Professor Sir Mark Caulfield, Chief Scientist at Genomics England, commented: “Genomics has the potential to identify a wider set of conditions than the current NHS newborn screening programme. This could offer us the ability to apply interventions at the earliest opportunity that could cure, prevent or slow down the progression of a range of illnesses and disabilities. It also has the potential to kick-start a revolution in the way we find, and make available, new diagnoses and treatments for children with rare but very serious diseases, and transform their life chances.

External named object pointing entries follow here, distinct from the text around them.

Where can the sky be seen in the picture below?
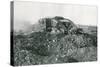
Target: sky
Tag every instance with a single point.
(26, 13)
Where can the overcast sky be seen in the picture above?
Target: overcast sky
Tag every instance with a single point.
(30, 12)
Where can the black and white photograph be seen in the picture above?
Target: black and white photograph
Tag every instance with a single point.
(52, 33)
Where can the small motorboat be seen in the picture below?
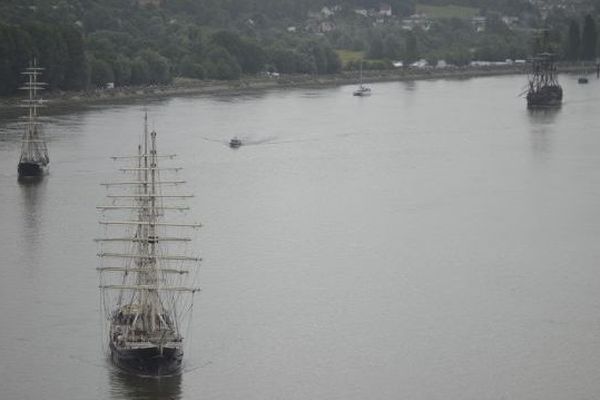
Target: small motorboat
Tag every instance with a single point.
(362, 91)
(235, 142)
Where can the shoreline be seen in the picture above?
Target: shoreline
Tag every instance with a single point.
(189, 87)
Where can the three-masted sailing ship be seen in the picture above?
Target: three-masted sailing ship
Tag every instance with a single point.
(34, 153)
(147, 274)
(543, 90)
(362, 89)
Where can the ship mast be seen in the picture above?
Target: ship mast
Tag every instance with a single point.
(33, 148)
(144, 268)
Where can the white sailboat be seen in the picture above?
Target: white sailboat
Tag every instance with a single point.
(146, 274)
(362, 90)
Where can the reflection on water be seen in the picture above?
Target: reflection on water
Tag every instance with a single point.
(542, 125)
(124, 386)
(33, 191)
(543, 115)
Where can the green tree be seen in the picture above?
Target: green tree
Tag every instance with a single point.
(412, 52)
(100, 72)
(574, 43)
(122, 68)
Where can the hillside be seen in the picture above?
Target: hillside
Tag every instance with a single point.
(85, 43)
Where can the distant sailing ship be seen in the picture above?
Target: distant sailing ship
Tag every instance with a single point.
(362, 89)
(34, 153)
(147, 296)
(544, 90)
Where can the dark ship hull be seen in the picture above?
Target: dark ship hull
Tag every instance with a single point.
(148, 361)
(30, 169)
(547, 96)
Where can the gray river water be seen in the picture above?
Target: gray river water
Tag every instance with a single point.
(433, 241)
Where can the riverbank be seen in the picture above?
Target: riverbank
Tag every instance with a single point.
(184, 86)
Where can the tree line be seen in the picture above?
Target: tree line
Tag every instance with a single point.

“The findings from this dialogue have given us an extremely valuable insight into what an ethically and publicly acceptable way of doing this might be. This is the essential first step in identifying and understanding the opportunities, risks, ethical issues, and regulatory implications involved.
“It is vitally important that we understand, particularly from those that might one day be asked to participate in newborn screening using whole genome sequencing, what such a programme should involve and what safeguards and information are needed.
“This work is a fantastic foundation from which to take forward the exploration of a pilot newborn programme. Along the way we will continue to engage with stakeholders and the public as we develop our plans.”